Great advice, and great support !

But, there's always THAT PERSON who has THAT BIRD. I'll tell my tale...

The Rb was an angel until he becam a rooster at about age 4. And then, he became a raging, demanding little stinker. He's a fun mimic and an entertaining character, but..
I have reduced biting to almost zero over the decades... not because I've changed the bird, but I have changed me. And a lot of that has involved giving up on a lot of my desires/expectations. After years of battle, I surrendered. I don't do stuff that gets me bitten. I don't scratch his head much, ever... tail is okay. I NEVER do stuff that makes him mad... I don't touch others when he's out; I rarely try to get him to step up onto my hand first. Hand-held perch first, then hand. In some ways, I swallow my disappointment at having such a little monster for a pet, but he is what he is. I ALWAYS wear my hair down when he's on my shoulder, so all he can bite is hair. Really, I don't involve hands much... he doesn't like them. He seems to think the real ME is my head, perched on a weird moveable tree with questionable appendages.
Since he's fully flighted, the ONLY way I get him into the cage is to toss a chile pepper in and he flaps in after it. So food reward is a necessity for me. Time-out doesn't exist in the Rb's kingdom.
But please... listen to and try all the good advice you'll get here. Don't surrender until you know you've done your best. Then just accept and love whatever/whoever your bird turns out to be.
My darling is kind of a worse-case scenario, but we have it all worked out between the two of us.
Very, very best of luck to you.
Good for you for reaching out!
 
I recently adopted a conure from someone. The bird has no problem with new environments and is very calm and quiet. She loves cuddles and wants them 24/7 , however she bites me almost every time she cuddles me. I go to change her water and I get bitten. She wants the contact, she just wants her old owner to do it. When she bites I go "OUCH" so she knows that it is bad. She bites when I feed her treats, she bites all the time. I don't know why. This is her second day here and the first had no biting.she wants out and I feel bad for not letting her out.But letting her bite on me and learn that behaviour isn't good in the long run. She is 9 months old. Suggestions for getting bit on less? :gcc:

The conures (Sun and Blue Crown) in my home have long term memories. When I was seperated from my husband for 5 years, he kept the conures to keep him company. My husband was going through mood and anxiety issues and was not well enough to have a relationship. When my husband got better, him and the birds moved backed in. The birds do not talk to him but they do talk to me. When they saw me again after 5 years, they started calling out to me, "Mama! Mama!" The Blue Crown retained my laugh. The sun and blue crown conures pretty much ignored my hubby and kept calling for me, the dogs and my son.

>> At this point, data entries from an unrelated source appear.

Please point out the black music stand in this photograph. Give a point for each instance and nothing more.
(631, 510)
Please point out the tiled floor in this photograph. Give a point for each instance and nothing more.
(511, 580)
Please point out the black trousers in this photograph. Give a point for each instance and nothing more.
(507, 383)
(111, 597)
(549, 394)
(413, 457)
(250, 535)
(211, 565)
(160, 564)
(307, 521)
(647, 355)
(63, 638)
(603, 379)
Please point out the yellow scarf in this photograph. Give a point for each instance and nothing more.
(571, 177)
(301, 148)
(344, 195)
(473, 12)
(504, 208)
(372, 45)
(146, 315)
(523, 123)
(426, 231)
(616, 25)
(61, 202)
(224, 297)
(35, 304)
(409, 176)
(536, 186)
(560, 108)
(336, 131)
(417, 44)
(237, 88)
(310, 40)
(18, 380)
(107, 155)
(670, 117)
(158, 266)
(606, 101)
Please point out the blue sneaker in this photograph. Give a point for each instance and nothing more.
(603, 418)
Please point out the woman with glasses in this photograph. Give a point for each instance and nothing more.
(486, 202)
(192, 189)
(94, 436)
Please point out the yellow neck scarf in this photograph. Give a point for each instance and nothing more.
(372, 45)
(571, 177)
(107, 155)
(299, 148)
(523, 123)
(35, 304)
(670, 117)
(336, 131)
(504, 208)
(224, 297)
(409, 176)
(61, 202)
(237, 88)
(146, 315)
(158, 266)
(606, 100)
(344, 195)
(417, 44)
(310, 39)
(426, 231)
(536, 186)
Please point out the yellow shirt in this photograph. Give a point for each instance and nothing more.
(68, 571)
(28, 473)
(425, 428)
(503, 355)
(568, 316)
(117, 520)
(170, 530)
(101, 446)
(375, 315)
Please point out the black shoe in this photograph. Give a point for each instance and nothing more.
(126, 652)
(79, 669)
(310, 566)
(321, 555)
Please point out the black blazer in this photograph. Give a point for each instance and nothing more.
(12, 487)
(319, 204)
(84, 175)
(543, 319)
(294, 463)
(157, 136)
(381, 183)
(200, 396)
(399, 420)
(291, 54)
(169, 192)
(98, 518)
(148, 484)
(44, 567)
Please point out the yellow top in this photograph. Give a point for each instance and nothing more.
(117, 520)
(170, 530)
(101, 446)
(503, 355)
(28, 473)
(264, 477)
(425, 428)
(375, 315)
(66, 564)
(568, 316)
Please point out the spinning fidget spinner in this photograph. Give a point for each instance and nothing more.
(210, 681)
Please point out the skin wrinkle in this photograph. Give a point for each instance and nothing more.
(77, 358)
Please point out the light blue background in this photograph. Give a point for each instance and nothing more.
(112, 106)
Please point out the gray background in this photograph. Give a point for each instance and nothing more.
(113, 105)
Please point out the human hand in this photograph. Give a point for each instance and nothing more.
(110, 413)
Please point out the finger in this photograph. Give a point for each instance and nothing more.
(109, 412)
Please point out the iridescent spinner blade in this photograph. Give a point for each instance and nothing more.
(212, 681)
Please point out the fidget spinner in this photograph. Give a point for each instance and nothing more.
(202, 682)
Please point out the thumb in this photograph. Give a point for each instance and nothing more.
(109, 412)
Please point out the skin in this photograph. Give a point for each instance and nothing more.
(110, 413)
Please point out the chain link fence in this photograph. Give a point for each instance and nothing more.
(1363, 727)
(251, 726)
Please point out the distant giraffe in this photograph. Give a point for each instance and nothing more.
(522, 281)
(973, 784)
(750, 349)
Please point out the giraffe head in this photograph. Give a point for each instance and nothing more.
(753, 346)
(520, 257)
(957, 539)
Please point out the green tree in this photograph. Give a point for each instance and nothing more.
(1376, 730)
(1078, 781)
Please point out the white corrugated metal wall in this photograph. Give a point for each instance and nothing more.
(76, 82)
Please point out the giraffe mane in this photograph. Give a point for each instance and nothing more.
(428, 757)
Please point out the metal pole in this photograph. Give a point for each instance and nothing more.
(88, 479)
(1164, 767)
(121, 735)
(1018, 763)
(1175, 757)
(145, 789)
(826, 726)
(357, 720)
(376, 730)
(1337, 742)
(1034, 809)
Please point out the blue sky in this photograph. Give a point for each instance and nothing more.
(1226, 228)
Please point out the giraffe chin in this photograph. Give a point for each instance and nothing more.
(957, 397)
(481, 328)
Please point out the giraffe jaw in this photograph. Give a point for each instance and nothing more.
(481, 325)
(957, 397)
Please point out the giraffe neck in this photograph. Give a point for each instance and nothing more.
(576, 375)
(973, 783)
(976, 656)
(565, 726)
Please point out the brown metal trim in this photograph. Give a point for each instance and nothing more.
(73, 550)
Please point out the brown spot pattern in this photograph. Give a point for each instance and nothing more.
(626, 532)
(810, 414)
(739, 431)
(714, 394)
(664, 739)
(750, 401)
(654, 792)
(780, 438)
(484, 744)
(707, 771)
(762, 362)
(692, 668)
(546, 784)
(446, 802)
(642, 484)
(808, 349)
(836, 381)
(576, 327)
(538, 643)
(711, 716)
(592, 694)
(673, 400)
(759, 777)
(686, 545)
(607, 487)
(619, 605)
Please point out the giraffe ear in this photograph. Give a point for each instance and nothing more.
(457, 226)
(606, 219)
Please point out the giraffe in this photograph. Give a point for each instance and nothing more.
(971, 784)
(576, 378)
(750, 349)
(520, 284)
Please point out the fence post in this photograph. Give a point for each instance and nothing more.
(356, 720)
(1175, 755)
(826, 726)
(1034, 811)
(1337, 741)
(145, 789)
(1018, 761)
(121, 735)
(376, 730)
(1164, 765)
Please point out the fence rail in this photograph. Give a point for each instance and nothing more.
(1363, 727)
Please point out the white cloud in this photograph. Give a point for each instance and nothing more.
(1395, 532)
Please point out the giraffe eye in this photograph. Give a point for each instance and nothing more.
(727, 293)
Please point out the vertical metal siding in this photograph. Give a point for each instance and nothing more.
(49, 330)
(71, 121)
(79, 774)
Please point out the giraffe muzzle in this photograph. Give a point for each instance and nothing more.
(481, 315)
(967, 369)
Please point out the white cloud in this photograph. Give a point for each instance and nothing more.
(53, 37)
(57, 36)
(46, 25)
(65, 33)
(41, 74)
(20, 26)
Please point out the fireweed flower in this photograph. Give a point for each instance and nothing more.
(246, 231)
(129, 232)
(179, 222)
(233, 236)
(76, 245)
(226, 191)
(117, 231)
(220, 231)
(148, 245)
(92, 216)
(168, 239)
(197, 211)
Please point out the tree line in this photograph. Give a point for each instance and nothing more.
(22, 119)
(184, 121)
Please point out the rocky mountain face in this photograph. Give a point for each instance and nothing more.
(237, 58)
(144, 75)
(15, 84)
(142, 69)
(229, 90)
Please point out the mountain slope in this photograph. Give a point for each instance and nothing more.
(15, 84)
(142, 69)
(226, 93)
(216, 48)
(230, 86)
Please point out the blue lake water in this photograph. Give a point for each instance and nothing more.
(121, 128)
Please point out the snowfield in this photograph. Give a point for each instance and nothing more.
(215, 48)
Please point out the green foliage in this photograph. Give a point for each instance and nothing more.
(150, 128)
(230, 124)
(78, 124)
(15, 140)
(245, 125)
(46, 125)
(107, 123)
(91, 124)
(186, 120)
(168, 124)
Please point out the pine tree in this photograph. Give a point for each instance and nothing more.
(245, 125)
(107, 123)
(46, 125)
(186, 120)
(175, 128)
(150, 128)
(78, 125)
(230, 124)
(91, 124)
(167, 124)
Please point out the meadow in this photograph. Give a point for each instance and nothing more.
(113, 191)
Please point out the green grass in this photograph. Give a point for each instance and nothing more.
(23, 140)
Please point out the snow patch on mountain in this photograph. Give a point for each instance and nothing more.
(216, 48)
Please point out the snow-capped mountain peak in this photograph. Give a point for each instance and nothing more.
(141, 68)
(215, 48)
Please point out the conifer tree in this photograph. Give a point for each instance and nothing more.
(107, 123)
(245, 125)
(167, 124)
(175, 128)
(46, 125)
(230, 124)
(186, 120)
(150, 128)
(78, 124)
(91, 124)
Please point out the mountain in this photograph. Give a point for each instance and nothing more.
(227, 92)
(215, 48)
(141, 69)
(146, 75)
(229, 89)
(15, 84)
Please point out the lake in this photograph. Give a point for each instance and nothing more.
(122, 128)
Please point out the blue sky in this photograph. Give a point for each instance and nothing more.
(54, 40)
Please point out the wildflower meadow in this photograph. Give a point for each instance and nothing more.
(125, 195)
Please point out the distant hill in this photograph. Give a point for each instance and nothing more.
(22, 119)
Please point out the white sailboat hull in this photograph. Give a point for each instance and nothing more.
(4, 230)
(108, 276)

I can only conclude that the conures bonded to me as their primary parent/companion and retained that connection even after a 5 year separation. It takes patience and bribery to get some conures and dogs to warm-up to you and a new environment or toy. Eventually, they will warm-up to you. You'll know when they start mimicking you, your laugh, your speech patterns, your expressions. Parroting you is their way of getting your attention by rapport.